Ms. Margulies said she submitted an op-ed to The New York Times, titled “A Letter to My Non-Jewish Friends,” about how hurtful it was that they didn’t seem to understand the weight of the tragedy and had remained silent after the Oct. 7 attack.
“I wanted it to be an op-ed in The New York Times, and they took it and sat on it for a good week,” the 58-year-old actress said.
When she got the editor’s notes back, she said they wanted her to change the piece and speak more about her personal experiences of anti-Semitism or her Holocaust education program.

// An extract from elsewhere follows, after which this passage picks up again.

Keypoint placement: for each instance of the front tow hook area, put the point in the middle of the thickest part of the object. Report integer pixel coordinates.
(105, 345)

Disappointment in Media, Hollywood
Later on, Ms. Margulies criticized The New York Times and the BBC for what she described as “careless” coverage of the conflict and taking at face value the claims of Hamas, which controls the media and the government in Gaza.Ms. Margulies said Adolf Hitler and the Nazis modeled their treatment of the Jews after the Jim Crow South in the United States, and that this is one reason American Jews stood up in solidarity with black Americans during the Civil Rights Movement.
“The fact that the entire black community isn’t standing with us, to me, says either they just don’t know or they’ve been brainwashed to hate Jews.”
After that, the actress offered criticism of her own industry for what she suggested was a weak response.
“Can you imagine the [Writers Guild of America] not putting out a statement after George Floyd?” she asked. “And yet when it was the Jews? The Jews—by the way, all of our great material on television is pretty much from the Jews—the fact that they stayed silent for so long until they were pressured into making a statement. By the way, Me Too movement. The Me Too movement! Women—they cut a fetus out of a mother’s, a pregnant woman’s stomach, and filmed it. And the Me Too movement isn’t condemning Hamas?”
Her comments come after Israel confirmed that it resumed combat operations against Hamas, a State Department-designated terrorist group, following a week-long ceasefire that saw dozens of hostages released. The Israeli Defense Forces said Friday that Hamas is still holding about 136 hostages in Gaza, including 17 women and children.
Israel has sworn to wipe out Hamas in response to the Oct. 7 rampage, which left at least 1,200 people dead. The Hamas-controlled health authorities in Gaza have said that more than 15,000 Gazans have been confirmed killed, although The Epoch Times cannot verify those figures.